Seria normal, na história mundial, falarmos isso de um chefe de governo, temos um exemplo aqui no Brasil de um sertanejo, apaixonado por futebol e por um dos clubes mais populares do Brasil, que não raramente interrompe entrevistas para comentar assuntos do Corinthians, mas por lá é diferente. Os estadunidenses deram um grande passo democrático em sua história, principalmente tendo em vista o fracasso das últimas eleições presidenciais por lá, que acabaram por reeleger o republicano George W Bush contra o democrata Al Goore .
A “maior democracia do mundo”, um exemplo de constitucionalismo para todas as nações vai virando uma nova página em sua evolução. Rodeado de "tragédias", como a crise mundial, o novo presidente terá muito trabalho para voltar aos eixos a maior economia mundial.
Se Obama vai conseguir, o tempo dirá, mas é importante mencionar a vitória do afro-americano e saber que poucas vezes na história mundial um chefe de governo chega com tanta expectativa e aceitação popular, o que pode facilitar muito o terabalho do próximo presidente dos EUA e pode ser muito perigoso na trajetória do jovem político.
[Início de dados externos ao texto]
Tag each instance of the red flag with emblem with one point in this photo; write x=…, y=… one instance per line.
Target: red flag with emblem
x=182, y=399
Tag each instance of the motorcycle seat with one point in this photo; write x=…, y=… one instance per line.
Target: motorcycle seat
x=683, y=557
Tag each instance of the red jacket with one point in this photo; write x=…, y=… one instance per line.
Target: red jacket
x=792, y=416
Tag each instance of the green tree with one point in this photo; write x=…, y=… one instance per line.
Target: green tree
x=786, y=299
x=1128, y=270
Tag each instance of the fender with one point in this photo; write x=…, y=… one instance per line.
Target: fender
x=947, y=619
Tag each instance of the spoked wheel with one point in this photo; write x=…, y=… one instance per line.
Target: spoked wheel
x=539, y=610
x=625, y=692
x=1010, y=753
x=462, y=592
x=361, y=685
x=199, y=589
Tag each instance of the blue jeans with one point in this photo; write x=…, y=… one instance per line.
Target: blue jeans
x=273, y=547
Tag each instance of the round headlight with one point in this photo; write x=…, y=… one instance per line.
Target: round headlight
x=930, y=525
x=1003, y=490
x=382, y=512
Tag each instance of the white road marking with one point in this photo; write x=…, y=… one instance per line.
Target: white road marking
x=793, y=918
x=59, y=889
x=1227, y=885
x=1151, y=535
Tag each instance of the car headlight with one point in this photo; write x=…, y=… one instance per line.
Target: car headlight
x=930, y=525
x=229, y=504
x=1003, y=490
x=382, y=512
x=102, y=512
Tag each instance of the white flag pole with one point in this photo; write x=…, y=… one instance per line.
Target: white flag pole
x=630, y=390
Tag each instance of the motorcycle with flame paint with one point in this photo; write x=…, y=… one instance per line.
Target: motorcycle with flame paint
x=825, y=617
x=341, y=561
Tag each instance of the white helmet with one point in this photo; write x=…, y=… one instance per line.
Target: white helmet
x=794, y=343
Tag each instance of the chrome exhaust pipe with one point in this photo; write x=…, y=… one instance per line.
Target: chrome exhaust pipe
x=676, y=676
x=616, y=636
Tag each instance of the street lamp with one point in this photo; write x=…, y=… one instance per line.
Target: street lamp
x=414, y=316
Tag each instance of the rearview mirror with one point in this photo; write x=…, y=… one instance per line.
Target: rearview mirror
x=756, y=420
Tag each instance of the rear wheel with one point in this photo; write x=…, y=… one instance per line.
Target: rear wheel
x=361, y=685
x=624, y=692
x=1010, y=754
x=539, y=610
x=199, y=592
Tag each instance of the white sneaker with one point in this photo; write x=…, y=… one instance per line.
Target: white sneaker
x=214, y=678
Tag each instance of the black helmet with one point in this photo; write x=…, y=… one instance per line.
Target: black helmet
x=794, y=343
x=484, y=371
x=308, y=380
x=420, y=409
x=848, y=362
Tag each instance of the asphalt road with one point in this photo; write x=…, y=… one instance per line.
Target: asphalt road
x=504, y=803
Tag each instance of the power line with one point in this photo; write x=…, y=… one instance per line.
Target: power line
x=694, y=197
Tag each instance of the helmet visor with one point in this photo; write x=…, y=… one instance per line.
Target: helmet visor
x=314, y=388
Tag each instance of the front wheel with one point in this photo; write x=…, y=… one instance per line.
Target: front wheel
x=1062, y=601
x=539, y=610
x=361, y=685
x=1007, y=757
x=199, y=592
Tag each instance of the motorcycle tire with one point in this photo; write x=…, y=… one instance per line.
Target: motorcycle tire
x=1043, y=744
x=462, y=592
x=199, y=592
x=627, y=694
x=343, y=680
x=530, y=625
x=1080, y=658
ps: o que me impressiona disso tudo, após ler, reler esse texto que escrevi e um monte de outros publicados em vários meios de comunicação por ai é a quantidade de “rótulos inquestionavies” ou da mania de superioridade que os americanos, digo, estadunidenses, gostam de ser tratados. Por que revistas de peso, jornais respeitados nacionalmente, formadores de opinião em geral não questionam tudo isso?
ps2: resolvi dar um tempo, deixar o assunto esfriar um pouco para que pudesse ver a incapacidade da imprensa de criar coisas novas, apenas ficam repetindo, desgastando mais o assunto em questão.

2 comentários:

Marcelo de Freitas disse...

post inspirado numa proposta de redação pra vestibular, mais preso do que de costume em meus textos.
o detalhe maior é que não consegui configurar o html pra deixá-lo bunitão, kkkkkkkk

thales disse...

belo texto brother...boto fé no moreno ai na frente dos eua!